По словам Пушкина, чин гвардии поручика, резкий ум и пылкий характер доставили Державину важное влияние на общее мнение. Позволим себе к этому прибавить, что и полное доверие к Державину его начальников: князя Щербатова, князя Голицына и Павла Потемкина, постоянно и особенно одобрявших все его распоряжения, могло много содействовать к упрочению авторитета его в Саратове. Немалое значение в этом случае могли иметь и близкие, если не дружественные отношения Державина в Лодыжинскому, которые нетрудно уловить из характера и тона всей переписки, бывшей тогда между ними и помещенной в V томе сочинений Державина.

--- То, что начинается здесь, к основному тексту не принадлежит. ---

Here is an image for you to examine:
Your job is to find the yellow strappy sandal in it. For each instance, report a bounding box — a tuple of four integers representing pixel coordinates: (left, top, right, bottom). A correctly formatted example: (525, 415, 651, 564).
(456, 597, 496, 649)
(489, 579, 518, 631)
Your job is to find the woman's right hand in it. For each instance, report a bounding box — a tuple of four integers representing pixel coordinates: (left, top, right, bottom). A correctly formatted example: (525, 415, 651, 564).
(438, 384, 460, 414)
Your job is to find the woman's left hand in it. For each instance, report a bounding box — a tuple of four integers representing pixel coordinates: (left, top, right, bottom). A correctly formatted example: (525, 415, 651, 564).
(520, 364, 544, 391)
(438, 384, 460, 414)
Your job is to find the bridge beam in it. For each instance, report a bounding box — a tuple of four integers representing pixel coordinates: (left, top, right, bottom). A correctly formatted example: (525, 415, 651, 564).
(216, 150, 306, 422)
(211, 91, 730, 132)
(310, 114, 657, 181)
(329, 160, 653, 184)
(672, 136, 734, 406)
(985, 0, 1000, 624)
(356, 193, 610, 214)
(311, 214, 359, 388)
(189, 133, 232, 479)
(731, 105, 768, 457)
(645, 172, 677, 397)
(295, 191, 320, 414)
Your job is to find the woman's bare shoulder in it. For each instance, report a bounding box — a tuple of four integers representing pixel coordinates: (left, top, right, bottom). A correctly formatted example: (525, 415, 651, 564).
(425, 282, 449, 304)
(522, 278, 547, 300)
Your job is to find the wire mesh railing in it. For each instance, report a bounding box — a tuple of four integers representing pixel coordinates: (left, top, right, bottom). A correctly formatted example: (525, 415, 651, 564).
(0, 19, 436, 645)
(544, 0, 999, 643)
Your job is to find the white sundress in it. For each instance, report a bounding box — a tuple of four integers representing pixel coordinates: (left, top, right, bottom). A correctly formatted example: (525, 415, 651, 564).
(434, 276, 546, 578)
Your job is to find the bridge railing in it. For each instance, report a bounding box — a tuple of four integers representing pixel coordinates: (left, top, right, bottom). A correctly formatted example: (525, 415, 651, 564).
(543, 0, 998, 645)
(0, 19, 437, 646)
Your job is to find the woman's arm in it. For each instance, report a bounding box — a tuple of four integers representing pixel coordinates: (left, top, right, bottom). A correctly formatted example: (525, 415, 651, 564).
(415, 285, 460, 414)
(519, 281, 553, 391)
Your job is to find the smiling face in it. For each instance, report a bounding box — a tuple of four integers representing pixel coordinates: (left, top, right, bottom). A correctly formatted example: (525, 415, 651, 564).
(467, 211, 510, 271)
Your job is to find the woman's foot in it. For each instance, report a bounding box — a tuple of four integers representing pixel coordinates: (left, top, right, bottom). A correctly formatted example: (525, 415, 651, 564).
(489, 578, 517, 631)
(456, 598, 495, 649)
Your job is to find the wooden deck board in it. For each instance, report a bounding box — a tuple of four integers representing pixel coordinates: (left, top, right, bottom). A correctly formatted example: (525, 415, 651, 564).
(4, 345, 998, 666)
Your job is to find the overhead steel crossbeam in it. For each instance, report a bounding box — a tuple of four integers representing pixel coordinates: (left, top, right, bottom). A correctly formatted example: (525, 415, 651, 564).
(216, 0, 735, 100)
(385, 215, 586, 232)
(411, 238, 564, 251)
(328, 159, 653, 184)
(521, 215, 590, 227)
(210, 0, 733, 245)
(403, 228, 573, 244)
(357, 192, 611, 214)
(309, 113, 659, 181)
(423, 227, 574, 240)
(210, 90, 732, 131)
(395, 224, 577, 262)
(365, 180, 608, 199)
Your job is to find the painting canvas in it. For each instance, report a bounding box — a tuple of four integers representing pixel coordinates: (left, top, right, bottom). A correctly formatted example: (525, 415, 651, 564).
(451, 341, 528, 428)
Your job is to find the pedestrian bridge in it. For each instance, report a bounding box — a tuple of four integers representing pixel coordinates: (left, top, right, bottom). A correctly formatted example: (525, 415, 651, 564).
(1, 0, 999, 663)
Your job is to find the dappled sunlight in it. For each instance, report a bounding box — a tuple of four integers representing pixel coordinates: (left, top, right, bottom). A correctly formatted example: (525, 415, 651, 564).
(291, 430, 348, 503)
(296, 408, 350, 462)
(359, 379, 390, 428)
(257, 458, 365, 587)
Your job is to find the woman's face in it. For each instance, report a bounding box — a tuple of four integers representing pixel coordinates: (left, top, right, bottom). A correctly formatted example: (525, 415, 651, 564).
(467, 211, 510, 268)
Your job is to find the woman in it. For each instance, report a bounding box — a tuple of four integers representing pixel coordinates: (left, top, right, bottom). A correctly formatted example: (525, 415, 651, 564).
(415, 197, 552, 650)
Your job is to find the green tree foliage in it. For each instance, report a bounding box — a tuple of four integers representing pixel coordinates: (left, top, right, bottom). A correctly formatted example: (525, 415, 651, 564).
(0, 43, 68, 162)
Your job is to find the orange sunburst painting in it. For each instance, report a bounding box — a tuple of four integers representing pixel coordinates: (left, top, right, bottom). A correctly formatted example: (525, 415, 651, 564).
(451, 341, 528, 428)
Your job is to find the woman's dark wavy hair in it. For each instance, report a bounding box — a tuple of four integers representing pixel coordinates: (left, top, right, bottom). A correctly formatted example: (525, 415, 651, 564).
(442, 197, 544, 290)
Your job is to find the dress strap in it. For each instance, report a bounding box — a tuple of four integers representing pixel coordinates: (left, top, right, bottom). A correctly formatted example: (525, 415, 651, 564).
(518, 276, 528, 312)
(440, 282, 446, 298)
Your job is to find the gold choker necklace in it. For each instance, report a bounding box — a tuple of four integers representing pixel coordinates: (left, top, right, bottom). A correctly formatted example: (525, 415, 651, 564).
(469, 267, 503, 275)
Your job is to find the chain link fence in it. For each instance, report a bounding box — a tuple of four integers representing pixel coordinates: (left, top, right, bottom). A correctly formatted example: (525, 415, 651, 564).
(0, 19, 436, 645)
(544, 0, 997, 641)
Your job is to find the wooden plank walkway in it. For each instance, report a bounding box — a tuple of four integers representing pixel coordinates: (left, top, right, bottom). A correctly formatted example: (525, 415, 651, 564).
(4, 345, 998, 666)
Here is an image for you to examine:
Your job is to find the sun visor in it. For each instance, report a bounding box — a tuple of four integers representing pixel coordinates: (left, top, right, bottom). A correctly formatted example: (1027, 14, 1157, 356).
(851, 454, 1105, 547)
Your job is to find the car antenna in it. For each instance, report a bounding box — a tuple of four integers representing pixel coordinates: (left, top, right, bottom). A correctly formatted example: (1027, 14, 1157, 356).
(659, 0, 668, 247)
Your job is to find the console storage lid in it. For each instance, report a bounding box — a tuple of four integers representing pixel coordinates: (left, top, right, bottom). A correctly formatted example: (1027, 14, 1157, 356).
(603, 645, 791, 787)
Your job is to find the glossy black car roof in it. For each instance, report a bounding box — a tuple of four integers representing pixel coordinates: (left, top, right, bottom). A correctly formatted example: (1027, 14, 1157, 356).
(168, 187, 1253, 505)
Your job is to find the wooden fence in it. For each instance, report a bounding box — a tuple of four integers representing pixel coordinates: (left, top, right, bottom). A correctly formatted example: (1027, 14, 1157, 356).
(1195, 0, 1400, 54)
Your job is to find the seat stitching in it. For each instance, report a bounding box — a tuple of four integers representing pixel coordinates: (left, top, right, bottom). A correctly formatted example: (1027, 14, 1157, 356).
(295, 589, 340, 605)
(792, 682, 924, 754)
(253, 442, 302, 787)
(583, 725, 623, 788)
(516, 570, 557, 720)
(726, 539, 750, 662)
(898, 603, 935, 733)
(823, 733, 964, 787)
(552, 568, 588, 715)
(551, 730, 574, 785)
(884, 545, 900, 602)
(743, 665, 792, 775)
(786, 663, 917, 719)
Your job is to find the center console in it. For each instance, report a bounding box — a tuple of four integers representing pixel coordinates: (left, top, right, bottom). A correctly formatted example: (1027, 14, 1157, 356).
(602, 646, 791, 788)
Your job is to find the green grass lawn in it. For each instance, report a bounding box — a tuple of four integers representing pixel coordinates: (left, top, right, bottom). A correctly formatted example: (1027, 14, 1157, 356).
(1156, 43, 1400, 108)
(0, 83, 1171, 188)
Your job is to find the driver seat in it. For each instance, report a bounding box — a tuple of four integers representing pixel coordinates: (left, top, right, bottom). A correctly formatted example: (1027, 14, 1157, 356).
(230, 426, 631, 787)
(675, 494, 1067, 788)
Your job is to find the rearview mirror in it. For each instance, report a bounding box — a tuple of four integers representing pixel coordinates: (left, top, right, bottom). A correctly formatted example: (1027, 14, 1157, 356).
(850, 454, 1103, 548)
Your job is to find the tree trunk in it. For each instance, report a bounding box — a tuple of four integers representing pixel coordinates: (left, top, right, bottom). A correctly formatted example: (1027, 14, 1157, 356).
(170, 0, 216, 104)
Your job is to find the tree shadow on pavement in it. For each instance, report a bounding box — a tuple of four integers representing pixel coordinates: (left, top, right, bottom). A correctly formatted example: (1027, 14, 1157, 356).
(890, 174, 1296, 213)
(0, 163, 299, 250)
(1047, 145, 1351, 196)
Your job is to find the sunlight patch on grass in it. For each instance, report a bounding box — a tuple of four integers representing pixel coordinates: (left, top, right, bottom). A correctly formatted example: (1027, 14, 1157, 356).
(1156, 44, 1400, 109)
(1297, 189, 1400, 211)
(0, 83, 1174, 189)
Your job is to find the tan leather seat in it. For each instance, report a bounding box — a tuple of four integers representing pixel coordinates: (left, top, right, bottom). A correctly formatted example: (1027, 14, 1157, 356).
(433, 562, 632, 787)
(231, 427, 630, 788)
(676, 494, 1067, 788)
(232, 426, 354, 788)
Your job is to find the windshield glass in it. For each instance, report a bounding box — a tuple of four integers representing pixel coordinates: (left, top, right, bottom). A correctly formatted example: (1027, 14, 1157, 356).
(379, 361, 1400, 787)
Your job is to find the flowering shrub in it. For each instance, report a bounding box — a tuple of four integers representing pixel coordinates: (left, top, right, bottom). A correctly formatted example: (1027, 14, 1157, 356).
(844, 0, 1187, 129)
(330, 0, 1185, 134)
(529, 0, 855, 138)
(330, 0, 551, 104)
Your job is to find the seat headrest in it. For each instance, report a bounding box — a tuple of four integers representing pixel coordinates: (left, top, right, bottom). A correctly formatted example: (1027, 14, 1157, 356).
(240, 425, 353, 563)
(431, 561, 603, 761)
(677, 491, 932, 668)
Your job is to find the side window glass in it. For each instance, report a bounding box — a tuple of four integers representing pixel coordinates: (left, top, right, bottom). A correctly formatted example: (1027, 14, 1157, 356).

Астраханский губернатор П. Н. Кречетников, уезжая 25-го июня из Саратова, поручил охранение города коменданту Бошняку, но с тем, чтобы он совещался с другими начальниками и действовал с общего согласия.

По получении известия о раззорении Казани, Лодыжинский, по предложению Державина, который смотрел на него как на старшее лицо в городе, созвал совет для обсуждения мер обороны города.

Приглашенный на совещание, бывшее 24-го июля, комендант Бошняк был того мнения, что надо укрепить город валом и дожидаться нападения. Державин и другие находили, что по [201] обширности и положению города укрепить его в короткое время невозможно и нет в достаточном количестве ни войска, ни артиллерии, для занятия такого значительного пространства, как окружность города Саратова. Поэтому было положено, в случае приближения мятежников, идти к ним навстречу вооруженною силою, а чтобы укрыть казенные деньги и безоружных жителей, построить ретраншемент близь города, на берегу Волги, у конторских магазинов и казарм. Лодыжинский, как бывший, инженер, составил и план укрепления. Бошняк согласился дать рабочих и инструменты.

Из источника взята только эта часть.